Future of wind power? I vote for Dutch Windmills and small pinwheels

I recently encountered a state-of-the-art wind tower on the freeway. The base was separated into three parts and the turbine into another three. Carried by six trailers flagged with “wide load” and trailed by escort cars. Yeah, it was big.

The current trend in wind power is to go bigger and bigger with more complex features. Including mag-lev, upper-atmosphere turbines, helicals, loopwings, skyscrapers, and highways (21 different types) .

But, none are more interesting (to me) than the Dutch Windmill and the tiny pinwheels. I really hope our future is a landscape dotted with structural beauties and childhood toys, rather than industrial aluminum.

Doug Selsam’s Sky Serpent uses an array of small rotors to catch more wind for less money. The key to increasing efficiency is to make sure each rotor catches its own fresh flow of wind and not just the wake from the one next to it, as previous multi-rotor turbines have done.

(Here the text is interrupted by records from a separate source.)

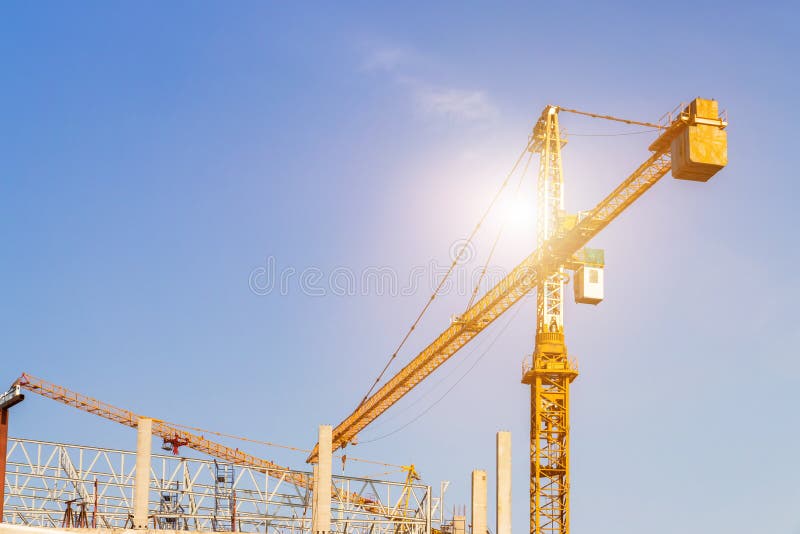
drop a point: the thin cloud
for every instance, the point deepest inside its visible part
(431, 100)
(463, 104)
(386, 59)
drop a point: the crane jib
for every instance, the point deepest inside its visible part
(500, 298)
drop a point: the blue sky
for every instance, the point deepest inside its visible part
(154, 156)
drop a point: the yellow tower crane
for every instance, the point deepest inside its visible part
(692, 142)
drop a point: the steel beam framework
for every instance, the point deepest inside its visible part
(43, 479)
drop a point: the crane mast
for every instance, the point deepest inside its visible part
(550, 373)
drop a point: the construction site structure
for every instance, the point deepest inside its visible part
(692, 142)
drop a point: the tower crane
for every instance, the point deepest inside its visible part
(692, 142)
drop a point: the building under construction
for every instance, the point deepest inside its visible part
(58, 486)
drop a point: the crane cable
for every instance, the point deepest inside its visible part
(448, 273)
(611, 118)
(497, 238)
(451, 388)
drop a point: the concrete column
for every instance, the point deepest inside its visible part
(141, 484)
(479, 502)
(503, 483)
(324, 473)
(459, 524)
(314, 493)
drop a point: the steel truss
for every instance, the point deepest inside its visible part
(42, 477)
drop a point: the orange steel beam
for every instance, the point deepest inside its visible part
(198, 443)
(160, 428)
(542, 262)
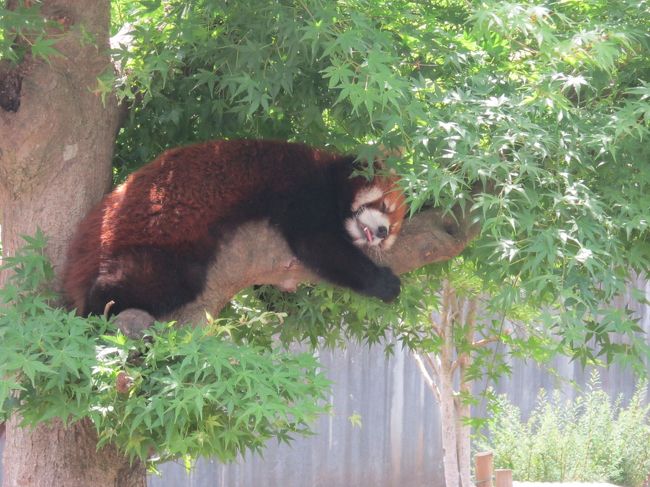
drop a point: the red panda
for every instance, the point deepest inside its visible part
(148, 244)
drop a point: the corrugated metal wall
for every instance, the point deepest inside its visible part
(398, 443)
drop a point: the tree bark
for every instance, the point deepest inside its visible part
(56, 147)
(56, 143)
(257, 254)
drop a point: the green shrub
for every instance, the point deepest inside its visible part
(179, 392)
(588, 439)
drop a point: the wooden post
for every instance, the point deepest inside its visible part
(483, 463)
(503, 478)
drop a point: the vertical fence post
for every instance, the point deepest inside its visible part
(483, 462)
(503, 477)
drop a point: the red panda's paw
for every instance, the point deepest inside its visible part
(386, 286)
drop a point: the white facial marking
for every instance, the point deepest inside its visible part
(389, 241)
(365, 196)
(363, 227)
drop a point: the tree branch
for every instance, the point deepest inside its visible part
(257, 254)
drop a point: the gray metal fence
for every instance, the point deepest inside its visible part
(398, 443)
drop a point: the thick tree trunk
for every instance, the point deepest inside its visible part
(56, 143)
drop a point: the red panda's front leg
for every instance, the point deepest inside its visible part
(340, 262)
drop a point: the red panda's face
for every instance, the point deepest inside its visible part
(377, 214)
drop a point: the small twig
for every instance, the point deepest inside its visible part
(108, 307)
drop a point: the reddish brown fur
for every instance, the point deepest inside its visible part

That requires figuring out the optimal angle for the shaft in relation to the wind and the ideal spacing between the rotors. The payoff is machines that use one tenth the blade material of today’s mega-turbines yet produce the same wattage. A wonderful and controversial design of which the inventor says:

“This is a 1,000 year-old design” of the single-bladed turbine, “I knew if I could get more rotors, I could get more power.”